Shared ownership isn’t a magic wand, she warns. “Without improving lower-level jobs in ways that generate the kinds of above-and-beyond behaviors that drive returns, PE firms leave money on the table.”
“Commitments like Blackstone’s are strong steps in the right direction,” said Delilah Rothenberg of the Predistribution Initiative, a nonpartisan nonprofit designed to co-create inclusive wealth-building investment structures and practices with impact investors.
But narrowing the wealth gap at a system-level, she adds, will also require PE firms to consider “the proportion of equity shared with workers, whether they are also paid a living wage in addition to contingent equity upside, the capital structure of these companies and ability to tolerate market cycles, diversification of workers’ investments, and whether worker voice is also upheld through freedom of association and collective bargaining.
Workforce development
Fostering professional development in the workplace is a key value creator, especially for workers from historically-underrepresented backgrounds and communities who often bring with them unique solutions to complex problems.
Blackstone launched Career Pathways in 2020 to help its portfolio companies broaden their talent pipelines and implement more inclusive workplace practices. That initiative, implemented through Blackstone’s US buyout portfolio, now includes broad-based ownership, says Baratta.
Blackstone’s Career Pathways has partnered with more than 50 portfolio companies to hire over 6,000 workers without college degrees, people of color and people with disabilities, and alumni of Historically Black Colleges and Universities, or HBCUs, and Hispanic-Serving Institutions, or HSIs.
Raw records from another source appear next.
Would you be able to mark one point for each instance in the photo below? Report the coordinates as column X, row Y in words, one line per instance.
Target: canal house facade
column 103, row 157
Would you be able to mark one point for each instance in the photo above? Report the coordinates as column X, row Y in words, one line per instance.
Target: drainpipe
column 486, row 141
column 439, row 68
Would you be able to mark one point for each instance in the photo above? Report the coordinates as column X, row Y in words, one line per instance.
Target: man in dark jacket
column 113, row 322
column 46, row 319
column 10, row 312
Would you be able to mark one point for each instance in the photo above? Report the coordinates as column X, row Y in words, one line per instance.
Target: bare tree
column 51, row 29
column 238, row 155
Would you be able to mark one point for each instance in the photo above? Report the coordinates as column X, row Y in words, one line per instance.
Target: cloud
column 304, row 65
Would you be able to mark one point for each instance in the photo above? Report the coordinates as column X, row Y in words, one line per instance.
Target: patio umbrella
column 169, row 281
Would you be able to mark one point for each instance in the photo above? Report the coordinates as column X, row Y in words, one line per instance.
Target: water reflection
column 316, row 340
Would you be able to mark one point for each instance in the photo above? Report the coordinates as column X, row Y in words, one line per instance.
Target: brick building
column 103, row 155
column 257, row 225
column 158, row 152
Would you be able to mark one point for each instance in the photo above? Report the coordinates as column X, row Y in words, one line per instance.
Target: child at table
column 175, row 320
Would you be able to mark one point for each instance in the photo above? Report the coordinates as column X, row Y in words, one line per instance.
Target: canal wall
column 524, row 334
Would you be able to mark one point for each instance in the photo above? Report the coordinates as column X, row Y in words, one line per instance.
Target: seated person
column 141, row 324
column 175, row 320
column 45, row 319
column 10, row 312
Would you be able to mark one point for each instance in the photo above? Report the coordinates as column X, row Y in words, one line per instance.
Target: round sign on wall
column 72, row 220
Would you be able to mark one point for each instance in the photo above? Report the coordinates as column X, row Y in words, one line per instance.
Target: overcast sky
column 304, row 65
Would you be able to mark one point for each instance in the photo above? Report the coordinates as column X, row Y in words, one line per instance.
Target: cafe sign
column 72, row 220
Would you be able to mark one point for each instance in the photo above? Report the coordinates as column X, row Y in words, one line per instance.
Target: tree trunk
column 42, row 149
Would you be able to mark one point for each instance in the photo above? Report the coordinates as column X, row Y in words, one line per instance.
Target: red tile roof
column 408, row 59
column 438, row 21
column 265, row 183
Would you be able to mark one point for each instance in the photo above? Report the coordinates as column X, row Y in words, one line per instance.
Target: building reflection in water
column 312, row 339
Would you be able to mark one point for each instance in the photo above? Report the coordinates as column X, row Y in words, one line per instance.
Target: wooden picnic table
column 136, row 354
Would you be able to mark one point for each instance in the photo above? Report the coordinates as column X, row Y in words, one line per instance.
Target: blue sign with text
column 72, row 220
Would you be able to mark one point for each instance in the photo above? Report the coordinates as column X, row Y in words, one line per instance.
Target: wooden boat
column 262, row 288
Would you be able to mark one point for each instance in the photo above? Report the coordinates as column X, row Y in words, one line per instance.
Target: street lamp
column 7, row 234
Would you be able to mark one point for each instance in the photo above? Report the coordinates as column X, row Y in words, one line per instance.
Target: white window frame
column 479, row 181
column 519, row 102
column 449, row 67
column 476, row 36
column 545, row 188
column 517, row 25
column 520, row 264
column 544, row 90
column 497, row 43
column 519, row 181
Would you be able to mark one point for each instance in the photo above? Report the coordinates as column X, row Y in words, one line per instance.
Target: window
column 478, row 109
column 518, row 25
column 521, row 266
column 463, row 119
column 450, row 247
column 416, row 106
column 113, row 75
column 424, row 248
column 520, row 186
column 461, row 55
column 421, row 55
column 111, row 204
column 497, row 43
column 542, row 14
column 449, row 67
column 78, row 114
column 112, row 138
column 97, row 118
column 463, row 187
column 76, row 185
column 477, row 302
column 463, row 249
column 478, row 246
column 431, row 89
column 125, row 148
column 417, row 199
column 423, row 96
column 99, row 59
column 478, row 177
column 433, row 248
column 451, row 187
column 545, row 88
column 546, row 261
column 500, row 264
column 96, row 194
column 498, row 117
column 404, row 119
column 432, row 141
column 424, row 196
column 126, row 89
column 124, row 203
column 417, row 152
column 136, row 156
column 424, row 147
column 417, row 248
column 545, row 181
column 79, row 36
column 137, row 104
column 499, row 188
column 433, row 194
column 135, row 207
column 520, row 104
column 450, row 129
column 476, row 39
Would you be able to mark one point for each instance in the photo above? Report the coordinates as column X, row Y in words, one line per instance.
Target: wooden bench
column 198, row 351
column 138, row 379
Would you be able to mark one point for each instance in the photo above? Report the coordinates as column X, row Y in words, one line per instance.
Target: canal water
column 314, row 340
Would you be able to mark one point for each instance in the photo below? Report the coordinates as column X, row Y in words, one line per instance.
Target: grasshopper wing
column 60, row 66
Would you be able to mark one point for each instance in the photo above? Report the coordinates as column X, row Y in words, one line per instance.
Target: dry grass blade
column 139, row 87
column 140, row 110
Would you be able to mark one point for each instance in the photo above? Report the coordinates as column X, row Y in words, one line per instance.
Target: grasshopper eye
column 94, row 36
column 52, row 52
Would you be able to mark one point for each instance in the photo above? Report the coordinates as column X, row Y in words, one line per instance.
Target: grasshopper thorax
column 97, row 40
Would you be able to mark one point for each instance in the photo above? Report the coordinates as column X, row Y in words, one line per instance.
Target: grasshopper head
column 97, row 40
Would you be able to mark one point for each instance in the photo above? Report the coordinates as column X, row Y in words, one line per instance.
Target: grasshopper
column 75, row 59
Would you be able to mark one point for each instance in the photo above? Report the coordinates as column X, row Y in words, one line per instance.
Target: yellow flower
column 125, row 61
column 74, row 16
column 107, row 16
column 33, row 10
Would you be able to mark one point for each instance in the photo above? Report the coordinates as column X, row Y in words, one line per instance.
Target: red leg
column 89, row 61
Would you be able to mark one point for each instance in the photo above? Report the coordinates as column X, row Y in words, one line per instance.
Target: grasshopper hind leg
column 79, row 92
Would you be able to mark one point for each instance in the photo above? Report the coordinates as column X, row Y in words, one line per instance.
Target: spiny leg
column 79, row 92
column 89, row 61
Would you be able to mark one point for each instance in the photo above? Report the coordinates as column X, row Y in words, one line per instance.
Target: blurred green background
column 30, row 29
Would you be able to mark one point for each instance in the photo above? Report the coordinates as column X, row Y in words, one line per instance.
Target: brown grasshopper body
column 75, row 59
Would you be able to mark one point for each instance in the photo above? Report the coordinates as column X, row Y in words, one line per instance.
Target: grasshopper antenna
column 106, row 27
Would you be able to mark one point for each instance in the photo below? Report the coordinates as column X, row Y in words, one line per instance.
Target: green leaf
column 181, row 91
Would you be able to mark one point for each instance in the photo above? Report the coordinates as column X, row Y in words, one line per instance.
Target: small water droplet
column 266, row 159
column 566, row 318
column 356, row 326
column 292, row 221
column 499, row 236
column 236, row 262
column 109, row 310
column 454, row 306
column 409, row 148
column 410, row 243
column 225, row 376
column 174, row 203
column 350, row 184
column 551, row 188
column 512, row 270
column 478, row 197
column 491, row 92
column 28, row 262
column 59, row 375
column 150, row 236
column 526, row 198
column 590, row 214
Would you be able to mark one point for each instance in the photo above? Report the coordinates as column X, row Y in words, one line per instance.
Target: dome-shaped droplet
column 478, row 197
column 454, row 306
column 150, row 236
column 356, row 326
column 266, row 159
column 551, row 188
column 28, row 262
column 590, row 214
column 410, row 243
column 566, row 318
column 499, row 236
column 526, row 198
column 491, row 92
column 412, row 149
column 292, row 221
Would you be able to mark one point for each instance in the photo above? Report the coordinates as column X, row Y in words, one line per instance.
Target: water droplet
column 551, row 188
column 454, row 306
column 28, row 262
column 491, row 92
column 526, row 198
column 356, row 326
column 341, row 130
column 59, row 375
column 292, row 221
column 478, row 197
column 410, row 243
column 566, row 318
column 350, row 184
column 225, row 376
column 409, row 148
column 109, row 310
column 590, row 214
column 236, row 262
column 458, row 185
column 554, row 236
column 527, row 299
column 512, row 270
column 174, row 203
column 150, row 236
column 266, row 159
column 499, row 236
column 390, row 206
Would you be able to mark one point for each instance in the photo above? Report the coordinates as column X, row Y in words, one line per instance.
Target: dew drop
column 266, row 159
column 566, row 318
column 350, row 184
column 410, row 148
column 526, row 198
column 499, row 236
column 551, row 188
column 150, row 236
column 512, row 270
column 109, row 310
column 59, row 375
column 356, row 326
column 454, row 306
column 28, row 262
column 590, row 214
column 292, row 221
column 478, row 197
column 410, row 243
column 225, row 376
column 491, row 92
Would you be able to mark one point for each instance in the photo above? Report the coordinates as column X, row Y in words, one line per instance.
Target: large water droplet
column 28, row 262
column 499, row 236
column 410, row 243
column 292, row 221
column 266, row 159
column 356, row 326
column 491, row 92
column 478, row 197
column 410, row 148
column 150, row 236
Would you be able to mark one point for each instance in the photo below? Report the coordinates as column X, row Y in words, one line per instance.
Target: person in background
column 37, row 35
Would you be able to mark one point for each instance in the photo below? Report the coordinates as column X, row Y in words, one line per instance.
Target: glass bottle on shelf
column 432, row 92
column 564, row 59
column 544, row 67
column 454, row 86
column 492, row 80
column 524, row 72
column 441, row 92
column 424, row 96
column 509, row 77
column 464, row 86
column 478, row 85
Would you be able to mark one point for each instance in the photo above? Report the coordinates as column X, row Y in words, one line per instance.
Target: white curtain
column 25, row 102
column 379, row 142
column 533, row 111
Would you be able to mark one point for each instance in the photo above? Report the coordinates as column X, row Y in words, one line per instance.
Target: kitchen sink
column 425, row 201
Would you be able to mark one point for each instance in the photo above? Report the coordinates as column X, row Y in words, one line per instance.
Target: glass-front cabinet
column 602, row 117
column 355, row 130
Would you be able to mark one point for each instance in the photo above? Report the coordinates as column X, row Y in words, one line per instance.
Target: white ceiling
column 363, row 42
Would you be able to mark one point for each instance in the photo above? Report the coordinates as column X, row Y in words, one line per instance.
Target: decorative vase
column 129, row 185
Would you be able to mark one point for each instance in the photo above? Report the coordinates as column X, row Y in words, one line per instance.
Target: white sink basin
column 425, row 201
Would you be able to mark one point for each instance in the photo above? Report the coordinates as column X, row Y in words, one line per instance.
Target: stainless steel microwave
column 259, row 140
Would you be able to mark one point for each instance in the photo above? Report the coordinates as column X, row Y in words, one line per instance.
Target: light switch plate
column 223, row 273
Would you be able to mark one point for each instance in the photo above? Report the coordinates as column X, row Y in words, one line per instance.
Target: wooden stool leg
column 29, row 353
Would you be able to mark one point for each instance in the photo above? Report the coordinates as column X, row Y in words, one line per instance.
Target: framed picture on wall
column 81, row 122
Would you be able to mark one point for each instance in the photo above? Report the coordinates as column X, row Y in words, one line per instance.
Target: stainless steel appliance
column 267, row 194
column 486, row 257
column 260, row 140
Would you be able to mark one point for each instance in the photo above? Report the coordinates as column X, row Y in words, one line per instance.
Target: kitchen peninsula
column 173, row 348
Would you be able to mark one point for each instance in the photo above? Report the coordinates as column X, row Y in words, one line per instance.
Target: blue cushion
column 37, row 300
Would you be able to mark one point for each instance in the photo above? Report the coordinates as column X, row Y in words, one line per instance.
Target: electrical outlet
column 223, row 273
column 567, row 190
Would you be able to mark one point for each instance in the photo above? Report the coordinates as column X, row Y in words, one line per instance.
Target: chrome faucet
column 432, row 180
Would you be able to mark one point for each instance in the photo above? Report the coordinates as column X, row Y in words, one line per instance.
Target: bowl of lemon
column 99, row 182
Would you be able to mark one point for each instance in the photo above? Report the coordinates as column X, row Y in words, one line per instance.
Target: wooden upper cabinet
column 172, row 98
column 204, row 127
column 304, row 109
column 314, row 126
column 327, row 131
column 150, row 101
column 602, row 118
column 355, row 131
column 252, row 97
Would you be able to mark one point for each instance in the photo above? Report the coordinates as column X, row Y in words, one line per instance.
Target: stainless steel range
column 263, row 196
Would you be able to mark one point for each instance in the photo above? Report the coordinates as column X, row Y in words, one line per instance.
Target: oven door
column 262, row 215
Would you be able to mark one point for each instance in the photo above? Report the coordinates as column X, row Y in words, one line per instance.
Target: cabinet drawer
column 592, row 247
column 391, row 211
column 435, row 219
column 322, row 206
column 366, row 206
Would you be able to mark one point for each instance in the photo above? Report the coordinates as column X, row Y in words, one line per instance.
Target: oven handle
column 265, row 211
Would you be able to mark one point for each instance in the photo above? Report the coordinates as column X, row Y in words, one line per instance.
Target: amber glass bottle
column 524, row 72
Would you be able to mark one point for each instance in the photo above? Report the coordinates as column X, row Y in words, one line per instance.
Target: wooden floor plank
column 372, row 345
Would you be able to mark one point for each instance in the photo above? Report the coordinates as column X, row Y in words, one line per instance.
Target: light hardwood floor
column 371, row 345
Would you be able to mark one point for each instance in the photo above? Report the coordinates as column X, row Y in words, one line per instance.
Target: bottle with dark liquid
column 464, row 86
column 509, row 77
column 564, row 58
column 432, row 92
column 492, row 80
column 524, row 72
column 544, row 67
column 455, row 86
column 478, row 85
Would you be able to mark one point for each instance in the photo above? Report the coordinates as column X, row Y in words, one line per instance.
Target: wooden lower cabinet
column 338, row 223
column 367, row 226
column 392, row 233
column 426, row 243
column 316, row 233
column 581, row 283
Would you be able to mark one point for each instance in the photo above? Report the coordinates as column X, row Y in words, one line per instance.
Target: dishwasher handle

Some of the companies have launched cross-training and upskilling programs.
One of the portfolio companies QTS Data Centers, a Kansas data center solutions provider, hired 50 interns from diverse backgrounds, half of whom transitioned to full-time positions.
“We believe these efforts to support worker opportunity help create value by attracting high-quality talent, supporting long-term employee retention, and promoting shared alignment in the success of our businesses – consistent with our fiduciary duty as responsible stewards of capital,” says Baratta.
Dennis Price and Amy Cortese contributed reporting.